The datscience (dataanalysis and science) R-package contains functions, which are frequently required in the process of preparing data for publication. Among those are:
-
format_flextable()
applies the APA 7th theme to a flextable object -
apa_factorLoadings()
creates APA 7th based factor-loadings table -
flex_table1()
tabular group comparison of 2 or more groups (usualy table 1) -
Rcitation_appendix()
Function that allows the creation of a full APA-style table with all citations and informations on the R-packages utilized.

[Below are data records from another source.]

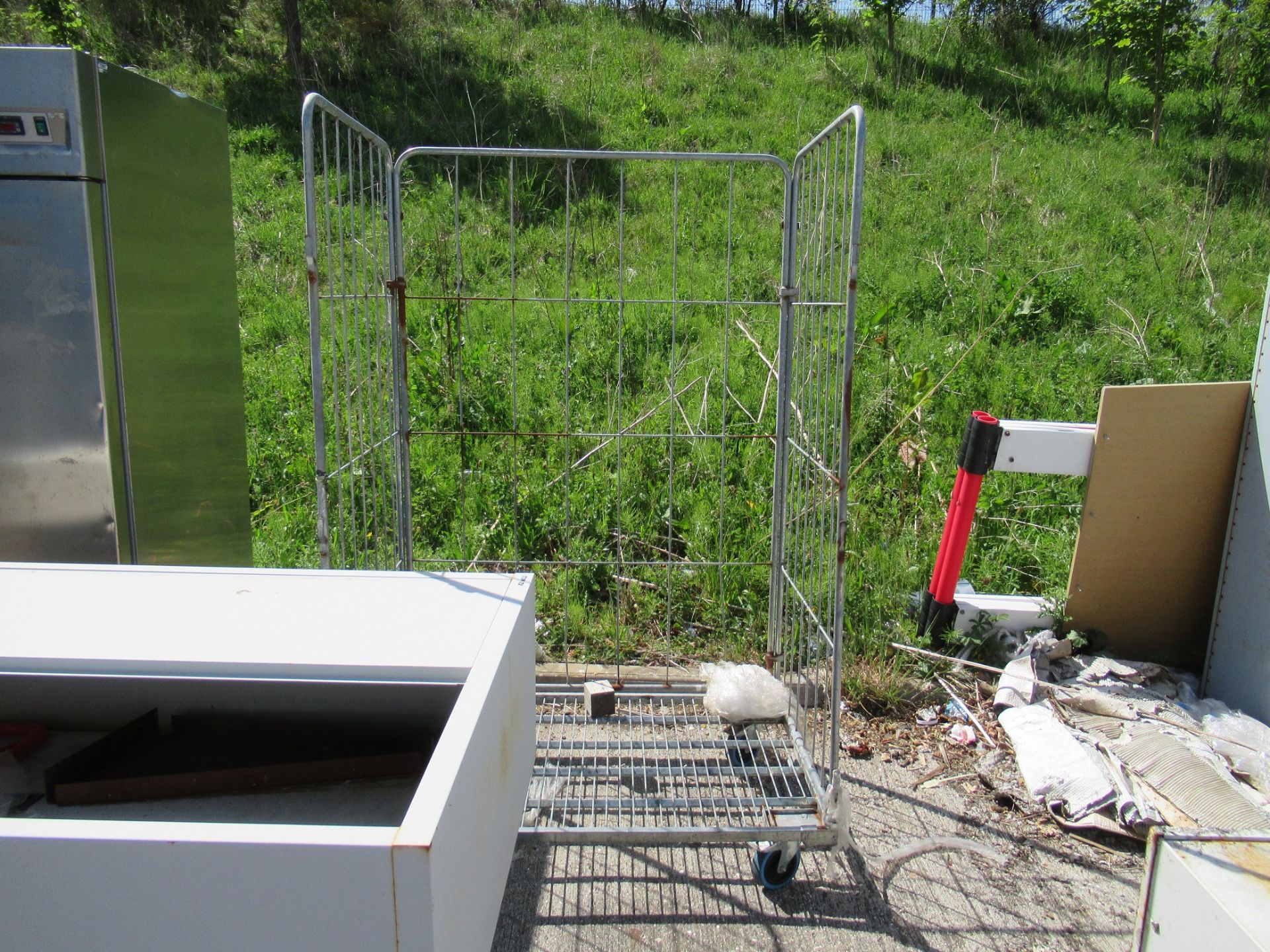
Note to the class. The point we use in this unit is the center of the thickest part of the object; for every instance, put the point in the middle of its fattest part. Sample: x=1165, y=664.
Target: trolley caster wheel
x=766, y=865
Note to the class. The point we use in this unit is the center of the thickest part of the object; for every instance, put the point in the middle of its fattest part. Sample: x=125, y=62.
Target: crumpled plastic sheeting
x=1242, y=740
x=1056, y=766
x=743, y=692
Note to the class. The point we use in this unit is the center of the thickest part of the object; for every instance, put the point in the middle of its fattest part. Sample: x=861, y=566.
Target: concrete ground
x=1053, y=894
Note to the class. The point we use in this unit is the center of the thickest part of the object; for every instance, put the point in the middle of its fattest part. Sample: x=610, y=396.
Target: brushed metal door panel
x=58, y=499
x=172, y=245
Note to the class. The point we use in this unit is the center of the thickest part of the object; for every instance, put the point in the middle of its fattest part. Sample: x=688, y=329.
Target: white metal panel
x=1238, y=669
x=1010, y=612
x=238, y=623
x=435, y=883
x=459, y=836
x=1044, y=447
x=198, y=888
x=1209, y=892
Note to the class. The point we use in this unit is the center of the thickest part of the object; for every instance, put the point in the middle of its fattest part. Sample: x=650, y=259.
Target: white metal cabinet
x=1206, y=889
x=93, y=643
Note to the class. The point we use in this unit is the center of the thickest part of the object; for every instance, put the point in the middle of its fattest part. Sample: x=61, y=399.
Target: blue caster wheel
x=766, y=865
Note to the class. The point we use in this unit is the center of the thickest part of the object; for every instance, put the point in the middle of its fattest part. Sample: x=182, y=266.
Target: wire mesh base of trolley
x=665, y=771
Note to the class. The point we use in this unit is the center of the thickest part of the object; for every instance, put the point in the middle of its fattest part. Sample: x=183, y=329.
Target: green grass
x=1024, y=245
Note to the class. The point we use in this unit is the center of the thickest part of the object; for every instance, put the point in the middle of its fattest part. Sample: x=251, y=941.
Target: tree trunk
x=1265, y=175
x=295, y=38
x=1159, y=85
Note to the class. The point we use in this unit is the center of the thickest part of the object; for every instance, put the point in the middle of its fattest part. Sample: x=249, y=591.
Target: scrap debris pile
x=1127, y=746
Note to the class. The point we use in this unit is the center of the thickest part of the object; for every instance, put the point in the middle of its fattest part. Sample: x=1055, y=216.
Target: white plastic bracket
x=1044, y=447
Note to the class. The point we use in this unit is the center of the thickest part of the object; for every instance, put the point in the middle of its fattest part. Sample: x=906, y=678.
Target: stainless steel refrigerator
x=122, y=433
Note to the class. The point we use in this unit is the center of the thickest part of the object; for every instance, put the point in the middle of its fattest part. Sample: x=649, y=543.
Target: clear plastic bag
x=1242, y=740
x=743, y=692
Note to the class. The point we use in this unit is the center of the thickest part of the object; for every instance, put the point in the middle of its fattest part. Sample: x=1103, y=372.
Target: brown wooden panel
x=1154, y=524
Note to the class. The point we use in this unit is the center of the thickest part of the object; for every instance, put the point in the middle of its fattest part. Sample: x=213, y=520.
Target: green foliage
x=59, y=19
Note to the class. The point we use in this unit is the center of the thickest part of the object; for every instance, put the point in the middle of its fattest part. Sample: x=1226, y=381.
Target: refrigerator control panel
x=32, y=127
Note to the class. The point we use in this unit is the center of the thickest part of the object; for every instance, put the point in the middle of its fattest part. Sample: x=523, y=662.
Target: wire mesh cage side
x=591, y=339
x=356, y=352
x=808, y=586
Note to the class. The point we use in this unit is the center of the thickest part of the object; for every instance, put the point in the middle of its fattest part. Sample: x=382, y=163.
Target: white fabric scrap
x=745, y=692
x=1019, y=684
x=1054, y=764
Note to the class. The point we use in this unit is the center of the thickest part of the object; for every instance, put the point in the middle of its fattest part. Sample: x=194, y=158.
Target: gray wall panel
x=1238, y=654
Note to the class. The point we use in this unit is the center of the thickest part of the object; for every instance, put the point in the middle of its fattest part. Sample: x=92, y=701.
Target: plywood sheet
x=1155, y=517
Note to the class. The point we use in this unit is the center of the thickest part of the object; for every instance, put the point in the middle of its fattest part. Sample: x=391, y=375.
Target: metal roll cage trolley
x=662, y=771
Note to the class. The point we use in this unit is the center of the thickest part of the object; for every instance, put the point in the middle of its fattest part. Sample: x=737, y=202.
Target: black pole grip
x=980, y=444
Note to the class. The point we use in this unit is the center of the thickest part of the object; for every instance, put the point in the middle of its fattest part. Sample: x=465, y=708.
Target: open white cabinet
x=365, y=865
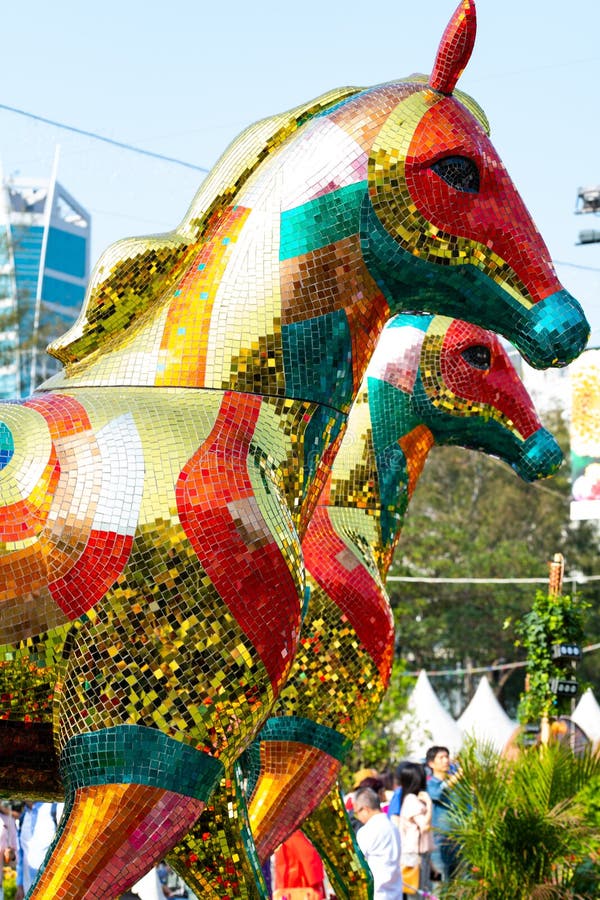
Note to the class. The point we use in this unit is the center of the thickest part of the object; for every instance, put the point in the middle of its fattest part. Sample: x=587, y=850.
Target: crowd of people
x=401, y=830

The overall goal was to improve the workflow of data analysis and help with formatting challenges I encountered in the preparation of submission to scientific journals. For example: getting stats from R with the right format into MS Word.
Installation
You can install the latest released version of datscience easily, directly from GitHub with:
# Normal intsallation
install.packages("devtools")
devtools::install_github("Buedenbender/datscience")
My recommendation would be to use a the pacman package manger instead, as this installs the latest version from github and directly loads it
# Recommendation: pacman
pacman::p_load_gh("Buedenbender/datscience")
Installation Troubleshoot
Some users might encounter: (System Error 267 @win/processx.c:1040)
, which is due to special characters in the username and the path to the directories (e.g., ö
or é
). In this case, you can try to install datscience
with the remotes package in standalone mode in a fresh R-sessions (no packages loaded) (see below and for reference this stackoverflow posting).
Sys.setenv(R_REMOTES_STANDALONE="true")
remotes::install_github("Buedenbender/datscience")
A Teaser of datscience
Functionality: flex_table1()
While R provides so many opportunities and power to conduct whatever analyses one can imagine, I found myself often having difficulties with the transfer of the analysis or the results from R session into MS Word.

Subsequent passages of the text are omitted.